IBM first-quarter revenue rose 9% year over year to $15.92 billion, ahead of the $15.62 billion consensus, though growth slowed from 12.2% in the prior quarter. Adjusted EPS was $1.91 versus $1.81 expected, while infrastructure revenue increased 15.2% to $3.33 billion on strong mainframe demand. The article highlights investor concern that AI tools could pressure IBM’s software business, partly offset by IBM’s own Watsonx offerings and continued mainframe modernization demand.

Analysis

IBM is not being priced like a classic secular-growth software name anymore; it is increasingly a monetization story on installed-base inertia. The key second-order effect is that AI appears to be a net revenue enhancer for the legacy franchise in the near term, because modernization budgets tend to get funded before replacement budgets do. That means AI disruption may actually lengthen the life of the mainframe cash engine rather than shorten it, pushing the pain point from revenue loss to margin/valuation debate over a 12-24 month horizon. The market is likely underestimating the asymmetry between headline software concern and infrastructure resilience. If mainframe refresh cycles hold while Watsonx-type tools accelerate migration work, IBM can capture spend from both sides of the modernization trade: tooling revenue plus hardware pull-through.

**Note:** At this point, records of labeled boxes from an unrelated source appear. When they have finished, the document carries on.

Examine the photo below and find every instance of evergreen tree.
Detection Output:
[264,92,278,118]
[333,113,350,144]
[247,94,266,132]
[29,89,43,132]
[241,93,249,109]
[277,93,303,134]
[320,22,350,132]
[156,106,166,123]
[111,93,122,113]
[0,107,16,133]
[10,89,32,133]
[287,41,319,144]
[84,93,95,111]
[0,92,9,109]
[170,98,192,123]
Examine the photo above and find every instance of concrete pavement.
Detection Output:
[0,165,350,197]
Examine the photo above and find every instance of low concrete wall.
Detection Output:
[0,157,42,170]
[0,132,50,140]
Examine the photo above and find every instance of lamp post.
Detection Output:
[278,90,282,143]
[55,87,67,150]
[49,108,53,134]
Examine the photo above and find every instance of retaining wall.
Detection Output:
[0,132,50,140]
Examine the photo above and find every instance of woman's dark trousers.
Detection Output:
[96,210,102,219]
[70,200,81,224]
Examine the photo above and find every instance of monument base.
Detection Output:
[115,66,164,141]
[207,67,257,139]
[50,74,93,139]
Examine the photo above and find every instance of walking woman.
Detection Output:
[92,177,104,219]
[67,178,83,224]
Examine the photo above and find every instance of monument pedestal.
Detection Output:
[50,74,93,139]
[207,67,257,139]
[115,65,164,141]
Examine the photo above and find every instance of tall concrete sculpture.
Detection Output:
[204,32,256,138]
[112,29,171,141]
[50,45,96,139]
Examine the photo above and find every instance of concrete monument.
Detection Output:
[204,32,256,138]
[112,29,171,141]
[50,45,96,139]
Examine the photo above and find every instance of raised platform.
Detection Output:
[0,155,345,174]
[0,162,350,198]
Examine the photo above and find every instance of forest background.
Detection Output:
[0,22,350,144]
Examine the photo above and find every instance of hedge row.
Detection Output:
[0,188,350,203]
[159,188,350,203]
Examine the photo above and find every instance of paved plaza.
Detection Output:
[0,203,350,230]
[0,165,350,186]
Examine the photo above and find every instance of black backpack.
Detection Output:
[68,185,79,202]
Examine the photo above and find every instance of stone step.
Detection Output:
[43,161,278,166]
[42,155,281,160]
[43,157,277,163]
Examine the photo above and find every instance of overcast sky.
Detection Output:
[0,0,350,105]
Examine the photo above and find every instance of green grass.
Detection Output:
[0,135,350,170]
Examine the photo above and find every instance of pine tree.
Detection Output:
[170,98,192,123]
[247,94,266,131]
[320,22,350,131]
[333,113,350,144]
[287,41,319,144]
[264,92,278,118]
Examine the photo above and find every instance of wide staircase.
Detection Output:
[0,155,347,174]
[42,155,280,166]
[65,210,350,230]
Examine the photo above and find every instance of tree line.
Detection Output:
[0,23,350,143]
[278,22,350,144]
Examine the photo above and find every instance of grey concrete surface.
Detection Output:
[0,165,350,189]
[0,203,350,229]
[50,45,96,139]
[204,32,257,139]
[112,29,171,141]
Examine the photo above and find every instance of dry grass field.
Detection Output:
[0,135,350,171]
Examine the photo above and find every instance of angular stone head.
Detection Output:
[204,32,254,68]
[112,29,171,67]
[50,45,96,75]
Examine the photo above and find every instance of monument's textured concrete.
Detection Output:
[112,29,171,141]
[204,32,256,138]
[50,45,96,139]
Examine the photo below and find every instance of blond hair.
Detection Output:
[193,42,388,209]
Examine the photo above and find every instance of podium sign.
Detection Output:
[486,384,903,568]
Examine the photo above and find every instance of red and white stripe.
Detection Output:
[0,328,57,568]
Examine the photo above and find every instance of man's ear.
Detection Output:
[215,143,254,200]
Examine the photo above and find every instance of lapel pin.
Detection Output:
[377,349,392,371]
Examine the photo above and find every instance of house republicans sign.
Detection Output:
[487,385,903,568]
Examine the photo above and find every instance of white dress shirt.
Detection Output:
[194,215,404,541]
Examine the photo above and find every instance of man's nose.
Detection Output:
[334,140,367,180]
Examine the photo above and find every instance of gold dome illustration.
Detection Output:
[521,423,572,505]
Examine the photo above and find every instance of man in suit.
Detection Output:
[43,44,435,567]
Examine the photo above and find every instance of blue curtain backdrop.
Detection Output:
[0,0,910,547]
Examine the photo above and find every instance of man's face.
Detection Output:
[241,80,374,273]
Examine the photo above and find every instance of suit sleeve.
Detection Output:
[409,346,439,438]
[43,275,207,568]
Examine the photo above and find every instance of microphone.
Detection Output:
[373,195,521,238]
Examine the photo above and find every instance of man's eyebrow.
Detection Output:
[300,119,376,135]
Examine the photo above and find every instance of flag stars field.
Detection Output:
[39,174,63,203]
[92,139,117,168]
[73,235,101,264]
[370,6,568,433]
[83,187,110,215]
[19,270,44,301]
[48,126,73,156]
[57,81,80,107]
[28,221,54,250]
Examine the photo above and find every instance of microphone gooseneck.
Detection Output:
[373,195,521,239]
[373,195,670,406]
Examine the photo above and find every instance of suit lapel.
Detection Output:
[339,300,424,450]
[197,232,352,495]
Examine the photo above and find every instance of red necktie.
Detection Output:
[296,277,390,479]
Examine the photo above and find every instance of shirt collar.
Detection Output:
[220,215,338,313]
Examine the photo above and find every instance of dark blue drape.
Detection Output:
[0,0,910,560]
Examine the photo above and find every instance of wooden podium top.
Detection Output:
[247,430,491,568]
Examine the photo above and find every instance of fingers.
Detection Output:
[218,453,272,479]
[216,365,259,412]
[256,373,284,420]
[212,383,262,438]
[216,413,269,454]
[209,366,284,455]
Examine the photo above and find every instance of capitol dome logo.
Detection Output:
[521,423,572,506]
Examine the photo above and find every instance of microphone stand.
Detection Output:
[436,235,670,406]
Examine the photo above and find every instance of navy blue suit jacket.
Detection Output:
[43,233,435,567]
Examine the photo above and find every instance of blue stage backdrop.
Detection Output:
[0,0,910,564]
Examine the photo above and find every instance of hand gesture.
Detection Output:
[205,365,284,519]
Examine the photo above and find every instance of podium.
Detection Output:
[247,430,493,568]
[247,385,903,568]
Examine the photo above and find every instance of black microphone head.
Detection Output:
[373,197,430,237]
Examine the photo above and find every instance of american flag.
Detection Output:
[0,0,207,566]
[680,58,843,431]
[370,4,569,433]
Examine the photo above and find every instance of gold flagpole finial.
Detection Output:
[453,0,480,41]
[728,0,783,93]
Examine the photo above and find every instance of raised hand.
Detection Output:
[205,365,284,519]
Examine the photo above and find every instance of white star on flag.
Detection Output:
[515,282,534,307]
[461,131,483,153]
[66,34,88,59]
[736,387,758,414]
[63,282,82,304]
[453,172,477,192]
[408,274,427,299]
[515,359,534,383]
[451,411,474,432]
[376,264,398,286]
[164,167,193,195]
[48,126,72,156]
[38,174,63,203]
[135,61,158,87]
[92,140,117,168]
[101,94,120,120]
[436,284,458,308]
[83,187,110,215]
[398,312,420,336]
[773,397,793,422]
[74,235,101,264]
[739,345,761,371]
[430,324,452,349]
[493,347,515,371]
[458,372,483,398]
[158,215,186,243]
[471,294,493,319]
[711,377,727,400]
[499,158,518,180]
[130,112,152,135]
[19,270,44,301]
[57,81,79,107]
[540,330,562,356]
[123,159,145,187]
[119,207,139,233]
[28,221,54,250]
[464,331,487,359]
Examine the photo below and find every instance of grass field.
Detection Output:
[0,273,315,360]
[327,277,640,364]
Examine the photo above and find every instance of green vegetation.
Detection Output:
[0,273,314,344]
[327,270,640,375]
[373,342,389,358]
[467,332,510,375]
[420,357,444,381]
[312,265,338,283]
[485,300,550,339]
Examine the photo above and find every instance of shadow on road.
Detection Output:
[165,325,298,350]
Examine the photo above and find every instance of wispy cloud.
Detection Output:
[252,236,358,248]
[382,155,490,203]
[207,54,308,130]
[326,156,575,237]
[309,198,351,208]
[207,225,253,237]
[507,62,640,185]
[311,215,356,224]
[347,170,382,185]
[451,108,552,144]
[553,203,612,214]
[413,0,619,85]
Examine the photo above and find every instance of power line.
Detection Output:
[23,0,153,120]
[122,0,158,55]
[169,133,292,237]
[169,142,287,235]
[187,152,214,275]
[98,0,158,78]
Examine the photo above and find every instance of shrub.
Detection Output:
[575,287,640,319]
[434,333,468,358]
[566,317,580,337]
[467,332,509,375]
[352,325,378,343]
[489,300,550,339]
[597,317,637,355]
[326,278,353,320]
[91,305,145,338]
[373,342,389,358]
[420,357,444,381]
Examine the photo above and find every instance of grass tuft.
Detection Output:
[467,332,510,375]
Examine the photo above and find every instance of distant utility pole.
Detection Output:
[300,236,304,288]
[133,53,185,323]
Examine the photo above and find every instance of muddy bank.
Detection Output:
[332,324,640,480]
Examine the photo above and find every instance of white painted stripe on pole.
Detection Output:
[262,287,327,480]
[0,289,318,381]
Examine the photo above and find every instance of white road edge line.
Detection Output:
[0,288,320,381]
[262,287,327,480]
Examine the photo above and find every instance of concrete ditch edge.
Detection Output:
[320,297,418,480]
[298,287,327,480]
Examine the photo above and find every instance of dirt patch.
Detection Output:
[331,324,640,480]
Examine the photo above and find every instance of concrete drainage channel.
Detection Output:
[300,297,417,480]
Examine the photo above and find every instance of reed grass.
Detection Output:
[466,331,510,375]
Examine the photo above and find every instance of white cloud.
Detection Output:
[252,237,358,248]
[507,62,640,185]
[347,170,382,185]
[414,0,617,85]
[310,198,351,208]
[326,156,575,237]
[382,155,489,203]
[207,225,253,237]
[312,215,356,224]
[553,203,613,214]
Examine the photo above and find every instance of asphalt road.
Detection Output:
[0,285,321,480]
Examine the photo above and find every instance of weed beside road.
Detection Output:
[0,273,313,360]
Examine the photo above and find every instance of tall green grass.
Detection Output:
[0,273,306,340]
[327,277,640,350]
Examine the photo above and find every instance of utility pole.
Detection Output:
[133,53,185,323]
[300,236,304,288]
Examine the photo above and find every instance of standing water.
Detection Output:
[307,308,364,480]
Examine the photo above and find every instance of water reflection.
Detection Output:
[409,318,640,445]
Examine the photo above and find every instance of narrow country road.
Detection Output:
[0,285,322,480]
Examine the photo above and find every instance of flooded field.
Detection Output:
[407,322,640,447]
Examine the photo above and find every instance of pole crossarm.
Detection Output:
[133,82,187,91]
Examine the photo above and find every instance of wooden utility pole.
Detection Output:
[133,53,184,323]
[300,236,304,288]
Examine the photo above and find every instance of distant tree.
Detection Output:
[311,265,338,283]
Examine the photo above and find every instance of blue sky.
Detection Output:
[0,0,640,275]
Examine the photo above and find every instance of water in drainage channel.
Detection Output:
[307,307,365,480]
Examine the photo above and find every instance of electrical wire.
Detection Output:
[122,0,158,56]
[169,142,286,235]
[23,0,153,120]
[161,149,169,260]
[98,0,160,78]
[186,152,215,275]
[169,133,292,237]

The competitive loser is less IBM specifically than pure-play legacy software vendors whose products are easier to unbundle once CIOs buy into AI-driven process automation. Near term, the real risk is not AI replacement but budget timing: enterprise customers can delay software renewals for a few quarters while they evaluate AI alternatives, which can cap multiple expansion even if revenue stays stable. A sharper downside catalyst would be evidence that modernization tools are displacing IBM’s own software attach rates faster than mainframe hardware can offset, because then the market will re-rate IBM as a melting-ice-cube asset with a temporary AI narrative. On the upside, any proof that AI-assisted modernization increases mainframe utilization should support a multiple expansion over the next 1-2 quarters, since investors will be forced to revise down terminal decline assumptions. The Middle East noise looks secondary unless it becomes a logistics or customer-credit issue; for IBM, the larger catalyst stack remains product-cycle evidence and AI attach rate commentary over the next 1-2 earnings prints. The contrarian view is that the consensus is treating AI as uniformly disintermediating, when in this case the most likely first-order outcome is productivity lift embedded inside the incumbent vendor’s workflow. That makes the current setup more of a sentiment overhang than a fundamental deterioration story.